Auch im Land selbst liegen die nächsten Stolpersteine für die Regierung bereits sichtbar auf dem Weg. An diesem Sonntag beginnt im Parlament eine mehrtägige Debatte, deren Höhepunkt mit Papandreous Vertrauensfrage in der Nacht zum Mittwoch erwartet wird. Die regierenden Sozialisten verfügen über eine kleine Mehrheit von 155 von insgesamt 300 Abgeordneten im griechischen Parlament.
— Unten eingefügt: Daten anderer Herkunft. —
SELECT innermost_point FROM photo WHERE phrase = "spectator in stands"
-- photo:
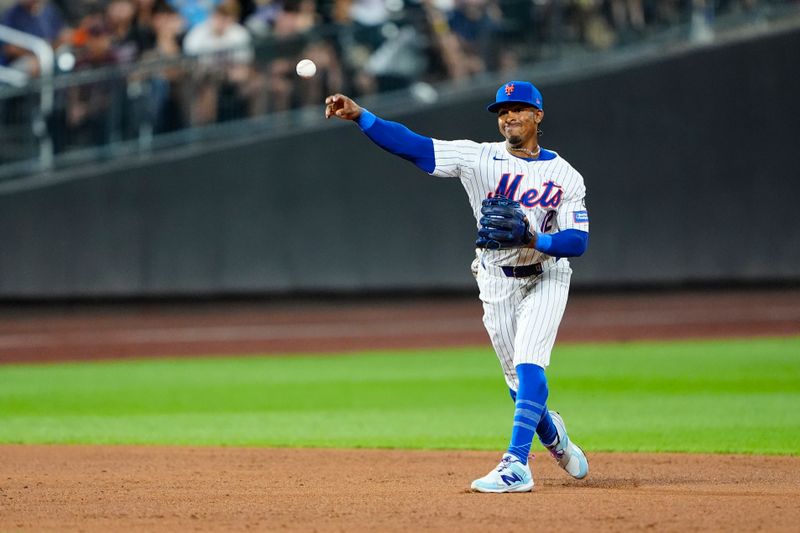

Und das ist nur der Anfang: Ende Juni steht ein weiteres Votum an: Ein 78-Milliarden schweres Spar- und Privatisierungsprogramm muss vom Parlament gebilligt werden. Die Gewerkschaften rufen zum Kampf auf.

Der Gewerkschafts-Dachverband des privaten Sektors (GSEE) will zwei Tage streiken, wenn das Parlament über das Sparprogramm spricht. Auch die «Empörten Bürger», die jeden Abend vor dem Parlament in Athen demonstrieren, wollen auf die Straßen gehen.

Übersteht die Regierung eine der Abstimmungen nicht, wird in Griechenland mitten in der Finanzkrise auch noch eine schwere Regierungskrise ausbrechen. In diesem Punkt sind sich in Griechenland alle Kommentatoren einig: «Es ist das Letzte, was uns jetzt noch fehlt.»